The significance of AlphaFold

AlphaFold has demonstrated significant progress in tackling the protein-folding problem. Hassabis shared, “Prior to us entering the field with AlphaFold 1 in 2018, and then AlphaFold 2 in 2020, if we look at the decade of progress before that, from 2006 to 2016, on the previous CASP editions, you can see that essentially there’d been no progress for pretty much a decade.”

AlphaFold, a system capable of predicting protein structures with remarkable accuracy, could have far-reaching implications for the future of drug discovery and development. Hassabis believes that this groundbreaking technology will usher in a new era of digital biology, saying, “AlphaFold, I think, is that proof of concept.” He added that the system promises to herald “the dawn of a new era of what we like to refer to as ‘digital biology.’”

AlphaFold is not the only system from a tech company focused on proteins. Scientists at Facebook’s parent Meta have also developed an AI language model known as ESMFold to predict the unknown structures of more than 600 million proteins pertaining to viruses, bacteria and other microbes. The researchers repurposed the model, first designed for decoding human languages, to make accurate predictions regarding proteins’ 3D structure.

As for DeepMind, it is also working on a number of other projects in chemistry and biology to expedite the drug discovery process. Hassabis envisions the development of a “virtual cell” that models all cellular dynamics and can be used to perform in silico experiments. This would streamline the research process, requiring wet lab validation only at the final stage.

The broader impact of AI in research

In addition to AlphaFold, AI systems like ESMFold could make significant contributions to various scientific disciplines and industrial applications, as demonstrated by DeepMind’s work in quantum chemistry, fusion reactor control, rainfall prediction and data center cooling efficiency. The company has also developed innovative technologies such as WaveNet, a realistic text-to-speech system, and AlphaCode, which competes in programming competitions.

The introduction of ESMFold brings competition to the field, which could prompt Meta and DeepMind to push the boundaries of their AI models to improve accuracy and efficiency.

The two companies could both offer useful approaches.
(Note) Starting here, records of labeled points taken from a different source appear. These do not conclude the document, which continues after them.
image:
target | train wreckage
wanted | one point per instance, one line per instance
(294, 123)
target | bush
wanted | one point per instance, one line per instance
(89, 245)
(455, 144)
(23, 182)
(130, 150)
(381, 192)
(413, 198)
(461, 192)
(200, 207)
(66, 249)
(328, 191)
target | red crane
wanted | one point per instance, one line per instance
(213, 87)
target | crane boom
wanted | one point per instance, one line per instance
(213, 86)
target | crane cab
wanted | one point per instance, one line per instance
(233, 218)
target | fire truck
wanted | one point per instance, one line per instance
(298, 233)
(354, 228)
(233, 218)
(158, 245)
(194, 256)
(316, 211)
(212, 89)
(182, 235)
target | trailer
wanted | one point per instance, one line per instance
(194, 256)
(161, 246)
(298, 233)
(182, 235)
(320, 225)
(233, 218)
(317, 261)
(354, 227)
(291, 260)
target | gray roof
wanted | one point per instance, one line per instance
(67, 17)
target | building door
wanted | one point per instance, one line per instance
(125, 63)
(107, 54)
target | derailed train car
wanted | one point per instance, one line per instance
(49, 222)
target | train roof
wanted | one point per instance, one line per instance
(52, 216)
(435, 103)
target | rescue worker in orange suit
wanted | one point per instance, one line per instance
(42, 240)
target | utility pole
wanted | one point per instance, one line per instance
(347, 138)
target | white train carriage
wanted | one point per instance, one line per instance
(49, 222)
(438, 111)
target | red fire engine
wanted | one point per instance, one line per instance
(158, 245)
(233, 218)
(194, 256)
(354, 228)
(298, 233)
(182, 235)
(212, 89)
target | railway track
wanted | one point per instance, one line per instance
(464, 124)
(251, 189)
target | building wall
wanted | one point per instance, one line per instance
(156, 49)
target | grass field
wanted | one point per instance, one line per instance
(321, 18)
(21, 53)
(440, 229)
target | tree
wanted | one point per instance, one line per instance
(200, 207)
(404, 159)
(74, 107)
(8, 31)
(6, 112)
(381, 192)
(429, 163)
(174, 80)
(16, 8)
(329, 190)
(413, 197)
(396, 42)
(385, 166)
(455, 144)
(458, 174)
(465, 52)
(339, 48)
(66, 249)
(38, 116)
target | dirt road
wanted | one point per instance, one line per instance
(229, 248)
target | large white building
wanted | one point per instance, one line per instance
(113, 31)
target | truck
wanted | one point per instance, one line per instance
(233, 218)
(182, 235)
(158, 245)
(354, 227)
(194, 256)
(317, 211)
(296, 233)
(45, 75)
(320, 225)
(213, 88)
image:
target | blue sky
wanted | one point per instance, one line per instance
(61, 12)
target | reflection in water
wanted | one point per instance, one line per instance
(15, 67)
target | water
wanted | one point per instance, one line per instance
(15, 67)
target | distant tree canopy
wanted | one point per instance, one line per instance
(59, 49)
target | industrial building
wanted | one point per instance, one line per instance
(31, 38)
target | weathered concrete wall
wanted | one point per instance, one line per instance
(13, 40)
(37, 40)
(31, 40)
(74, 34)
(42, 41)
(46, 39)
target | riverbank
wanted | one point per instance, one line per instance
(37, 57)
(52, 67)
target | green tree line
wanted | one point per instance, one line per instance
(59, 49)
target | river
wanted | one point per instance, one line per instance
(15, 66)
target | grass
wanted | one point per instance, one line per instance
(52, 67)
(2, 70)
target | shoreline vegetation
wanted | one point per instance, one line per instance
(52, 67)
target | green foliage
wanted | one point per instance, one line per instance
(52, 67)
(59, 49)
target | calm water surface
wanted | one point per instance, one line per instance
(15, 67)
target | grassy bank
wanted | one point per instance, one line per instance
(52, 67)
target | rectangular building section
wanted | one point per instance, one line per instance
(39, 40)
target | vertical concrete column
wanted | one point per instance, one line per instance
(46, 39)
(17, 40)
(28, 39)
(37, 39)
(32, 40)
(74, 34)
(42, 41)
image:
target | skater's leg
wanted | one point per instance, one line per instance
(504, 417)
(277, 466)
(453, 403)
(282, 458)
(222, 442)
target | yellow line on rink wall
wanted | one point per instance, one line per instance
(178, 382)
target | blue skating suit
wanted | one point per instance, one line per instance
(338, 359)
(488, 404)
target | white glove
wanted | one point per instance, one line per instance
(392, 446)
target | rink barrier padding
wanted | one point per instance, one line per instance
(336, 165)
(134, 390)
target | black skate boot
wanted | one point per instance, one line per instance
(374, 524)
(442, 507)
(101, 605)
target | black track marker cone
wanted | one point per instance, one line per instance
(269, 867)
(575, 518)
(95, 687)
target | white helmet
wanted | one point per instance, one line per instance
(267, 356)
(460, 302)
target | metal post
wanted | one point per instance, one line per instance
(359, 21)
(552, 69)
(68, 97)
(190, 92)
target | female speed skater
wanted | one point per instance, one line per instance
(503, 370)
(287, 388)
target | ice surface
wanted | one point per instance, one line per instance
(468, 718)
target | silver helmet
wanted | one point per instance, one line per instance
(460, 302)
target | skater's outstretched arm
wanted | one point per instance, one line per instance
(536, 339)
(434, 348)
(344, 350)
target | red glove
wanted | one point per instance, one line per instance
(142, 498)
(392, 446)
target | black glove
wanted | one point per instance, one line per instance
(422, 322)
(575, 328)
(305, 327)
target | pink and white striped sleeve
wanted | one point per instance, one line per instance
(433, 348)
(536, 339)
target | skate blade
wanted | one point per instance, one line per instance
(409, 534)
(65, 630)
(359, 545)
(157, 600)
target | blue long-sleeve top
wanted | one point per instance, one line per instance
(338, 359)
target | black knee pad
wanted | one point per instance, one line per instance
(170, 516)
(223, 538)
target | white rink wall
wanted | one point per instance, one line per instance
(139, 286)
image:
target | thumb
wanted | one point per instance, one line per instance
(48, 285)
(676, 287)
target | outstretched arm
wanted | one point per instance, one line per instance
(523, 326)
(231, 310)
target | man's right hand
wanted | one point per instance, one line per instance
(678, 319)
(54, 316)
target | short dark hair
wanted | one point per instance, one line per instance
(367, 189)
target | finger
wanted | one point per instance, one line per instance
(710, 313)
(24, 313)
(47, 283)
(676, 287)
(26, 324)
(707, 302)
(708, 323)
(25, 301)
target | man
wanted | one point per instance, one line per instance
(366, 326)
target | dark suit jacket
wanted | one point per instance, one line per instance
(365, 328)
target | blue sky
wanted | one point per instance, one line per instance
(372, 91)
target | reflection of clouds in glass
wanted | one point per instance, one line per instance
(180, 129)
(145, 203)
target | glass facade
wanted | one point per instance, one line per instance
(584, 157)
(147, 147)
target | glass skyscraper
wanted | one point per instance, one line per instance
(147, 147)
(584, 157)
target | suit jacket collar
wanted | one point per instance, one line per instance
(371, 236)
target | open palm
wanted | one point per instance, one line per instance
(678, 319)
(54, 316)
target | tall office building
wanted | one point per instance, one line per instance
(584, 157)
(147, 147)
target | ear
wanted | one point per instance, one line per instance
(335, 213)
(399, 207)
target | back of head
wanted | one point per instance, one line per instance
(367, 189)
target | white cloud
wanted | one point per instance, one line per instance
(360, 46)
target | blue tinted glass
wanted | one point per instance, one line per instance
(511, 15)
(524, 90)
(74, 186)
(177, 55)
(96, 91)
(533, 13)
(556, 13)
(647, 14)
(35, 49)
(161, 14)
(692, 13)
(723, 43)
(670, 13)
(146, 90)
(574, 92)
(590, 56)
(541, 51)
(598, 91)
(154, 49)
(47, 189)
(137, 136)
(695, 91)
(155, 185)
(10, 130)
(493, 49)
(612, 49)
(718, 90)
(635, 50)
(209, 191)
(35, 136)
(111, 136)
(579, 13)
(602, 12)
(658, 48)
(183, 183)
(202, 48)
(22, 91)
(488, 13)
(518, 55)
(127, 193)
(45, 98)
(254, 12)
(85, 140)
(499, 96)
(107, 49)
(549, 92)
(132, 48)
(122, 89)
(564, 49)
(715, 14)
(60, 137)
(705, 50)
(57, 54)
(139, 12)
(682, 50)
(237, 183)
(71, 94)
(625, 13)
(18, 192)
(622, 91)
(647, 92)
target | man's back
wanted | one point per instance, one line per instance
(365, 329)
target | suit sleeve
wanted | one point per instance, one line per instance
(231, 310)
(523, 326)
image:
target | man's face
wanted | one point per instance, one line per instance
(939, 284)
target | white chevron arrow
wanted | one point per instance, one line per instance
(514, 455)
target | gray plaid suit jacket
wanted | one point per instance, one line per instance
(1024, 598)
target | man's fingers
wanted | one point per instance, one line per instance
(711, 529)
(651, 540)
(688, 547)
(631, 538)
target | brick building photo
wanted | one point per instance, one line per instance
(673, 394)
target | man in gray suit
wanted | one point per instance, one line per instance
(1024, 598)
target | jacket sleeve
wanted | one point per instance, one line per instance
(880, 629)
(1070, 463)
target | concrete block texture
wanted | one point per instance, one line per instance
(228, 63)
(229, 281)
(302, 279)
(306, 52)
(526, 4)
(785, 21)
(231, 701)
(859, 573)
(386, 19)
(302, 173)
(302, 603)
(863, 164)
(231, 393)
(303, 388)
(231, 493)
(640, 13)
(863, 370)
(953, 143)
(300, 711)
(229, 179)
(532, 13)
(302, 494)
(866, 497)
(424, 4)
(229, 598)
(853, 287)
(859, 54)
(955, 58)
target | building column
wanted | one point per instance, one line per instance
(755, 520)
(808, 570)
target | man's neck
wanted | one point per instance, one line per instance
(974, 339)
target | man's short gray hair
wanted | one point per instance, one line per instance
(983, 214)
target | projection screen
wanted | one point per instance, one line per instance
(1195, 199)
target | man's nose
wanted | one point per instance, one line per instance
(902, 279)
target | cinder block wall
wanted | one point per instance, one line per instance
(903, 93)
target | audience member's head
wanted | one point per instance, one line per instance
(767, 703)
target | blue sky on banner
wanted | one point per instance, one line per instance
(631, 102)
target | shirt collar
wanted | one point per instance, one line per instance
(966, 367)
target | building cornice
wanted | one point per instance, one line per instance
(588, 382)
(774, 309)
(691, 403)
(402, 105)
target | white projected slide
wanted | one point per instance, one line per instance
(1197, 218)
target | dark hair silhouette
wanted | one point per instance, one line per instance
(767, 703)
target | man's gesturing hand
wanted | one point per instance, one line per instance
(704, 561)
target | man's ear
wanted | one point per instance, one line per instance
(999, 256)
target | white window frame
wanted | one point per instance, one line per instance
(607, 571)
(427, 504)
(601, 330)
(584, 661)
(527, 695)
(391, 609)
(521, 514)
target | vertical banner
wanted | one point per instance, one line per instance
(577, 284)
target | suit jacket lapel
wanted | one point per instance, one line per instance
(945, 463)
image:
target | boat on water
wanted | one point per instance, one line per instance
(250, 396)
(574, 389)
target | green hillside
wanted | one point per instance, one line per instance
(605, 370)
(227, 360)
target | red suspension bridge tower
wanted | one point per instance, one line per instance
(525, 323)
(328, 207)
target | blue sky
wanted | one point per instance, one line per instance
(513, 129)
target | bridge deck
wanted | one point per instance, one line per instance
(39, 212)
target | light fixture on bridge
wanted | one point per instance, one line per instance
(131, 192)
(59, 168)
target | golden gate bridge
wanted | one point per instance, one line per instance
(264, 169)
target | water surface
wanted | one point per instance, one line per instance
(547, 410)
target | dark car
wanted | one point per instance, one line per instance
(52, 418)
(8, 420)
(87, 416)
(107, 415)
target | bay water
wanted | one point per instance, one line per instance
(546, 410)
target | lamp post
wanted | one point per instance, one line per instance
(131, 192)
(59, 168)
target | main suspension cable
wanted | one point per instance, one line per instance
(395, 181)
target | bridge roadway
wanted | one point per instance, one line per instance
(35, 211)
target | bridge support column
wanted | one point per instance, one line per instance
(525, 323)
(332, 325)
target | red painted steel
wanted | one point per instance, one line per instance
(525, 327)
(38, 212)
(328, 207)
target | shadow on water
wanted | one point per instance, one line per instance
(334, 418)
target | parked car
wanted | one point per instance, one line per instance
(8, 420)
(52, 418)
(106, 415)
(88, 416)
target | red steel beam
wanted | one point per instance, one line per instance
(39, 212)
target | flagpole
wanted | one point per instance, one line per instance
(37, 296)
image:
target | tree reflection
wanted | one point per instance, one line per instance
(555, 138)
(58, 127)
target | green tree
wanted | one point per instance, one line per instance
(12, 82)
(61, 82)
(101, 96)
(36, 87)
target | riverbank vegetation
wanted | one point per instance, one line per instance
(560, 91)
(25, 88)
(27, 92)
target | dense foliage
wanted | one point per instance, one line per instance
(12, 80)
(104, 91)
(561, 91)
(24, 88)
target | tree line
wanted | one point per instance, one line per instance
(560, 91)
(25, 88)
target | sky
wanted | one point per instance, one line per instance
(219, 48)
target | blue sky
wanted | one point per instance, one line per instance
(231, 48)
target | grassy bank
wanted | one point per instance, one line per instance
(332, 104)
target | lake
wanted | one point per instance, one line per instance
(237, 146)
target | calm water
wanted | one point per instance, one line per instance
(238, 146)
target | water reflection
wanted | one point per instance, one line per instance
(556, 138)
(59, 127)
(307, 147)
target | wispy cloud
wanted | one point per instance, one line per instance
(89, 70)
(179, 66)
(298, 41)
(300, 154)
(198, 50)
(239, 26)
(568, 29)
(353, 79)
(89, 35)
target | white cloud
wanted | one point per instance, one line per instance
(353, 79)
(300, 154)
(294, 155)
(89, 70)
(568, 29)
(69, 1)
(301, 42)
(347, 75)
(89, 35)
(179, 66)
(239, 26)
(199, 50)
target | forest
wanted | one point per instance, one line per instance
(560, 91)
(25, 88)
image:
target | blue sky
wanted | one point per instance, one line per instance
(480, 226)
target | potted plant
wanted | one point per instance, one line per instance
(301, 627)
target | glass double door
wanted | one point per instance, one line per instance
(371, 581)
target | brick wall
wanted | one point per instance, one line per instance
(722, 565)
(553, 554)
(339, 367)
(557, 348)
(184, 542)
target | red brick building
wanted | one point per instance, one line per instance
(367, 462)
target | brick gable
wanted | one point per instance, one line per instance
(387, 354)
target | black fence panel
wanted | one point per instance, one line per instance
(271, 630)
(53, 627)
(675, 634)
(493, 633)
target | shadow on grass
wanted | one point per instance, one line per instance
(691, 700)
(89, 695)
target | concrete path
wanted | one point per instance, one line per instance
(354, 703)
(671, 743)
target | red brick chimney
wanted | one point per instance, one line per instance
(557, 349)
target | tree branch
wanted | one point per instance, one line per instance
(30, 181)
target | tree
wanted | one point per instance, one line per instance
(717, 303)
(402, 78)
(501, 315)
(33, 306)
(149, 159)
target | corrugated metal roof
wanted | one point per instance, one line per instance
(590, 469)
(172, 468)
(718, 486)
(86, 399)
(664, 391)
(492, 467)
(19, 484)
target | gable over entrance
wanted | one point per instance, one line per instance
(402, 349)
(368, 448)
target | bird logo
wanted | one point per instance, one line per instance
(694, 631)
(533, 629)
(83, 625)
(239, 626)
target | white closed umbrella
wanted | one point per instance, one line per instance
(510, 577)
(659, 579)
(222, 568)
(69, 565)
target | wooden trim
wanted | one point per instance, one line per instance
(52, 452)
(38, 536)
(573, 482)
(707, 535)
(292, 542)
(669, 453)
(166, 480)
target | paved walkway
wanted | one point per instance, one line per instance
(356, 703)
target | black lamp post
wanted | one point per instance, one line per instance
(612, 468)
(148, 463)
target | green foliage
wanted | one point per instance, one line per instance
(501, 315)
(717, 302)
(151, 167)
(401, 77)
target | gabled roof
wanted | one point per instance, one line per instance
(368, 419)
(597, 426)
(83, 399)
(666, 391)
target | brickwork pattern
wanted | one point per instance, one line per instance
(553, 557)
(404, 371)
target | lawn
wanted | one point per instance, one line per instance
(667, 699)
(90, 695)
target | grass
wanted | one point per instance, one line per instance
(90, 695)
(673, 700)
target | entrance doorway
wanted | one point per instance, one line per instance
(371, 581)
That is, ESMFold’s speed advantage could complement AlphaFold’s higher accuracy. Researchers could potentially use ESMFold for initial predictions or for large-scale projects, and then refine the results using AlphaFold for specific proteins of interest. This combination could optimize the research process and maximize the benefits of both models.

Meta’s involvement in the field could also drive more of an open-source approach. For instance, the compilation of ESMFold’s predictions into the open-source ESM Metagenomic Atlas encourages collaboration and sharing of data among researchers. This could pave the way for similar initiatives by DeepMind or other organizations, fostering a more collaborative environment in protein structure prediction.

During his talk at Nvidia GTC 2023, Hassabis also underscored the importance of safety and ethical considerations in AI research, particularly as AI systems become more powerful. DeepMind’s large language model, Sparrow, exemplifies this commitment, designed to be helpful, correct, and harmless while prioritizing safety and rule adherence.

Ultimately, breakthroughs like AlphaFold and ESMFold have the potential to catalyze progress drug discovery and other scientific fields, potentially helping usher in a new era in digital biology. Hassabis’ presentation showcased DeepMind’s ambitious vision, while stressing the need for safety, responsibility and ethics in AI development. As the company continues to push the boundaries of AI and tackle complex challenges related to protein characterization, collaboration and innovation will be key to unlocking the full potential of these groundbreaking technologies.